# Battery Powered Rotisserie Motor



## Sickie Ickie (Jun 20, 2006)

http://www.accentshopping.com/product.asp?PN=Durable_Battery_Rotisserie_Motor&MN=Modern_Home_Products&TN=Grill_Accessories&P_ID=150351&strReturnUrl=/search.asp>>>numPage=

What do ya think?

PS can somebody fix the link above so it's clickable?


----------



## Devils Chariot (May 23, 2007)

*fixed!*

should work now..

motor


----------



## TwistedDementia (May 2, 2007)

http://www.accentshopping.com/search.asp?strSQ=rotiss&search=Search

Here you go SI.


----------



## slightlymad (May 25, 2006)

Wht Not shouldnt be any different than any other rotissory battery life depentdent on amount of resistance ofcourse.

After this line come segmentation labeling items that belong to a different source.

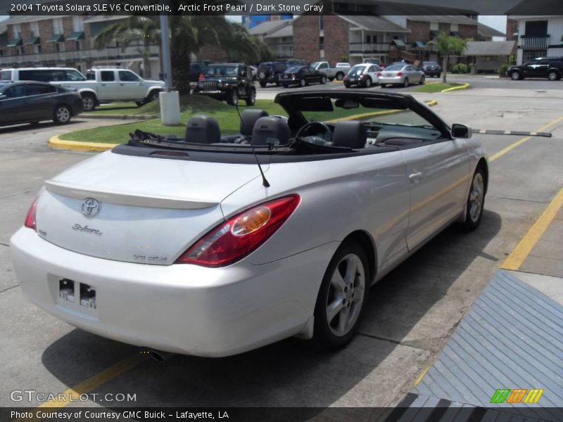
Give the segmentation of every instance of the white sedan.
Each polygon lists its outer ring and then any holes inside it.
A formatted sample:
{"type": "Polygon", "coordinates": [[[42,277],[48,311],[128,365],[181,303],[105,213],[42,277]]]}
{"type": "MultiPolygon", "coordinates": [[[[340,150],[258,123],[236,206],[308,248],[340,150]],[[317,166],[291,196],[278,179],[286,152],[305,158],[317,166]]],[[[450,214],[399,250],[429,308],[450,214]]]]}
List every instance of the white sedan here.
{"type": "Polygon", "coordinates": [[[372,284],[450,224],[479,225],[488,165],[469,127],[390,92],[275,101],[289,120],[251,108],[222,135],[195,115],[184,139],[136,131],[47,180],[11,241],[24,295],[157,350],[336,348],[372,284]]]}

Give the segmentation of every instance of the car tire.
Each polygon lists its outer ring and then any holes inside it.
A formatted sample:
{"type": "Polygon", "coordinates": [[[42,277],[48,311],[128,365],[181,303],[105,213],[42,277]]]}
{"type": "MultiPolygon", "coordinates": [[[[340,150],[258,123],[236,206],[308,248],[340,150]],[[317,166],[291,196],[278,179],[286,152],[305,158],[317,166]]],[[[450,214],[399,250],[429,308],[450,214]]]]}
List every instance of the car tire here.
{"type": "Polygon", "coordinates": [[[246,101],[246,106],[252,106],[256,103],[256,91],[253,89],[251,89],[251,94],[245,100],[246,101]]]}
{"type": "Polygon", "coordinates": [[[367,302],[370,280],[362,247],[354,241],[341,245],[322,278],[315,306],[314,338],[322,347],[339,349],[352,340],[367,302]],[[355,269],[350,271],[350,265],[355,269]]]}
{"type": "Polygon", "coordinates": [[[512,70],[512,72],[510,72],[510,79],[513,81],[518,81],[522,79],[522,77],[519,72],[517,70],[512,70]]]}
{"type": "Polygon", "coordinates": [[[84,111],[96,110],[96,97],[93,94],[85,94],[82,96],[82,109],[84,111]]]}
{"type": "Polygon", "coordinates": [[[227,96],[227,103],[229,106],[236,106],[239,103],[239,93],[236,89],[232,89],[227,96]]]}
{"type": "Polygon", "coordinates": [[[66,124],[70,121],[72,113],[70,112],[70,108],[68,106],[60,104],[55,107],[53,115],[53,121],[55,123],[57,124],[66,124]]]}
{"type": "Polygon", "coordinates": [[[485,170],[483,167],[478,167],[473,174],[469,187],[469,194],[467,196],[465,221],[462,225],[462,229],[466,231],[475,230],[481,223],[481,219],[483,217],[483,207],[485,205],[486,177],[485,170]]]}
{"type": "Polygon", "coordinates": [[[561,79],[561,75],[557,70],[550,70],[548,72],[548,79],[550,81],[558,81],[561,79]]]}

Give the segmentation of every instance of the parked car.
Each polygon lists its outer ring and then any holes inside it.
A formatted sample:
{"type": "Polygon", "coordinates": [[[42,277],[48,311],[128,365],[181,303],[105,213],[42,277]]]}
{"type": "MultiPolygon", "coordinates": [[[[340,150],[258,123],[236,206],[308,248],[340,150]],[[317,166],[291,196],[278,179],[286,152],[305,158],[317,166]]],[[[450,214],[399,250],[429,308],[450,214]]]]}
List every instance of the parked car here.
{"type": "Polygon", "coordinates": [[[379,83],[377,73],[381,71],[381,68],[377,65],[370,63],[356,65],[344,77],[344,86],[350,88],[352,85],[360,85],[369,88],[372,85],[379,83]]]}
{"type": "Polygon", "coordinates": [[[436,62],[422,62],[422,71],[426,76],[440,77],[442,75],[442,68],[436,62]]]}
{"type": "Polygon", "coordinates": [[[330,64],[327,61],[318,61],[311,63],[311,67],[320,72],[322,72],[329,80],[336,79],[338,81],[341,81],[344,79],[344,75],[350,70],[350,63],[338,63],[340,66],[331,68],[330,64]]]}
{"type": "Polygon", "coordinates": [[[209,65],[205,77],[198,82],[194,93],[205,95],[234,106],[244,100],[254,106],[256,89],[252,70],[243,63],[213,63],[209,65]]]}
{"type": "Polygon", "coordinates": [[[287,68],[284,62],[264,62],[258,65],[258,83],[262,88],[267,84],[275,84],[279,87],[279,77],[287,68]]]}
{"type": "Polygon", "coordinates": [[[82,112],[76,91],[34,81],[0,84],[0,125],[37,124],[53,120],[65,124],[82,112]]]}
{"type": "Polygon", "coordinates": [[[377,72],[381,87],[386,85],[403,85],[405,88],[410,84],[424,83],[424,72],[413,65],[393,65],[377,72]]]}
{"type": "Polygon", "coordinates": [[[479,226],[488,167],[467,126],[394,93],[274,101],[289,120],[246,110],[245,134],[222,135],[194,116],[184,139],[137,131],[47,180],[11,240],[25,297],[156,350],[334,349],[374,283],[450,224],[479,226]],[[381,108],[397,113],[328,122],[381,108]]]}
{"type": "Polygon", "coordinates": [[[563,57],[539,57],[524,63],[510,66],[506,75],[517,81],[525,77],[547,77],[558,81],[563,75],[563,57]]]}
{"type": "Polygon", "coordinates": [[[326,84],[327,75],[311,66],[288,68],[279,77],[279,83],[287,88],[290,85],[305,87],[309,84],[326,84]]]}

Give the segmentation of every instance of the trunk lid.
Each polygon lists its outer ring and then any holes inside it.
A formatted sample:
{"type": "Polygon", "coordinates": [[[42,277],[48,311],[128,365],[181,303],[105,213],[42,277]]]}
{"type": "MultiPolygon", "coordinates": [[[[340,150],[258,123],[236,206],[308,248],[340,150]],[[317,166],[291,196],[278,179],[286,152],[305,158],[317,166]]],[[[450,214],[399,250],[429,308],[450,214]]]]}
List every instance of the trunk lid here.
{"type": "Polygon", "coordinates": [[[45,183],[37,231],[79,253],[170,264],[223,219],[220,203],[254,165],[105,153],[45,183]]]}

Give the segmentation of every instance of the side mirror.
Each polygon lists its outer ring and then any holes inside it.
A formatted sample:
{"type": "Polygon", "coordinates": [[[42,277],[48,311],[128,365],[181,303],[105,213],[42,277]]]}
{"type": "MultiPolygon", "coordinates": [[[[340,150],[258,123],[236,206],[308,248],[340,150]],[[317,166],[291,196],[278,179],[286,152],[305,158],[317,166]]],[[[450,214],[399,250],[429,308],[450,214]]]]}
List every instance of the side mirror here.
{"type": "Polygon", "coordinates": [[[467,139],[473,135],[471,127],[467,124],[454,123],[452,124],[452,138],[455,139],[467,139]]]}

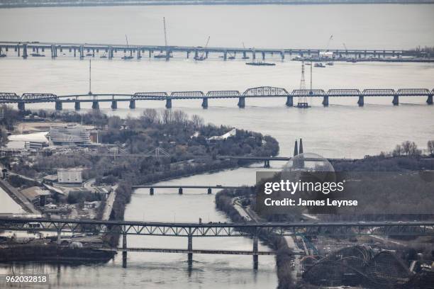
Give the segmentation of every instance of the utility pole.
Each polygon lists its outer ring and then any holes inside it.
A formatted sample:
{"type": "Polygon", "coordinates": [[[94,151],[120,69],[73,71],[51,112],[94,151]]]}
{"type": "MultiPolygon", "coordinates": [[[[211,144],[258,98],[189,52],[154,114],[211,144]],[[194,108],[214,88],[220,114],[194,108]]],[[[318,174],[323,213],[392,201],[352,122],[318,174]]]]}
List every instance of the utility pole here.
{"type": "Polygon", "coordinates": [[[91,60],[89,60],[89,95],[92,94],[92,65],[91,60]]]}

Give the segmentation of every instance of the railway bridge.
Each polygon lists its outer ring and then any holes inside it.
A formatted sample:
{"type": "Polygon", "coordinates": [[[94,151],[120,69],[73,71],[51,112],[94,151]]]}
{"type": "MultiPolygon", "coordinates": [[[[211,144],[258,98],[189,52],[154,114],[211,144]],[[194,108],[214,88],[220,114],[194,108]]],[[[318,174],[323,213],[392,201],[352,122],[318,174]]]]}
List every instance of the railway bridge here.
{"type": "Polygon", "coordinates": [[[55,103],[55,109],[61,110],[62,104],[74,103],[75,110],[80,110],[82,103],[91,103],[92,108],[99,109],[99,103],[110,102],[111,108],[118,108],[118,102],[128,102],[131,109],[135,108],[135,102],[140,101],[165,101],[166,108],[171,108],[172,101],[180,101],[189,99],[202,100],[202,108],[208,108],[208,101],[217,98],[238,98],[238,106],[240,108],[245,107],[246,98],[270,98],[275,101],[275,98],[286,99],[286,106],[294,106],[294,98],[322,98],[323,105],[328,106],[329,98],[334,97],[353,97],[357,99],[359,106],[363,106],[365,98],[370,97],[389,97],[392,98],[394,106],[399,104],[399,97],[426,97],[426,103],[433,104],[434,89],[399,89],[397,90],[389,89],[368,89],[360,91],[357,89],[333,89],[328,91],[323,89],[294,89],[289,92],[284,88],[273,86],[259,86],[246,89],[240,93],[239,91],[222,90],[209,91],[204,93],[200,91],[150,91],[136,92],[134,94],[92,94],[57,95],[54,94],[26,93],[21,96],[11,92],[0,92],[0,104],[16,103],[21,110],[26,109],[26,103],[55,103]]]}
{"type": "Polygon", "coordinates": [[[148,55],[149,58],[165,58],[169,60],[174,52],[184,53],[187,58],[191,54],[197,59],[199,55],[204,55],[208,58],[211,53],[218,54],[223,60],[231,60],[238,55],[243,55],[243,59],[251,58],[255,60],[257,57],[265,60],[266,55],[279,55],[284,60],[286,56],[300,57],[319,57],[320,52],[331,52],[336,59],[352,57],[357,59],[384,59],[389,57],[401,58],[402,57],[418,57],[419,52],[415,50],[405,50],[401,49],[375,50],[375,49],[321,49],[321,48],[255,48],[255,47],[206,47],[200,46],[163,46],[163,45],[119,45],[108,43],[71,43],[54,42],[16,42],[1,41],[0,48],[5,51],[6,55],[13,55],[27,59],[29,57],[44,57],[45,52],[49,52],[50,56],[55,59],[58,57],[74,57],[83,60],[87,57],[100,57],[108,60],[115,57],[122,57],[131,60],[140,60],[148,55]],[[159,53],[156,55],[155,52],[159,53]],[[160,53],[165,52],[164,55],[160,53]]]}
{"type": "Polygon", "coordinates": [[[0,217],[0,230],[36,230],[57,232],[57,244],[62,242],[62,232],[122,236],[122,247],[106,248],[105,250],[121,251],[123,265],[126,267],[128,251],[159,251],[163,253],[187,253],[189,264],[193,254],[251,254],[253,267],[258,267],[258,256],[275,252],[258,251],[258,238],[272,236],[330,236],[359,235],[381,236],[434,236],[434,221],[411,222],[244,222],[244,223],[170,223],[137,221],[96,220],[63,220],[44,218],[0,217]],[[187,249],[128,248],[128,235],[183,237],[187,238],[187,249]],[[195,237],[247,237],[253,240],[251,251],[230,250],[194,250],[195,237]]]}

The real question would be what would it take to hack in a motion sensor.


----------



## Sickie Ickie (Jun 20, 2006)

Thanks for the links, guys!



slightlymad said:


> Wht Not shouldnt be any different than any other rotissory battery life depentdent on amount of resistance ofcourse. The real question would be what would it take to hack in a motion sensor.


Sounds like a job for (insert hero music here) Otaku!


----------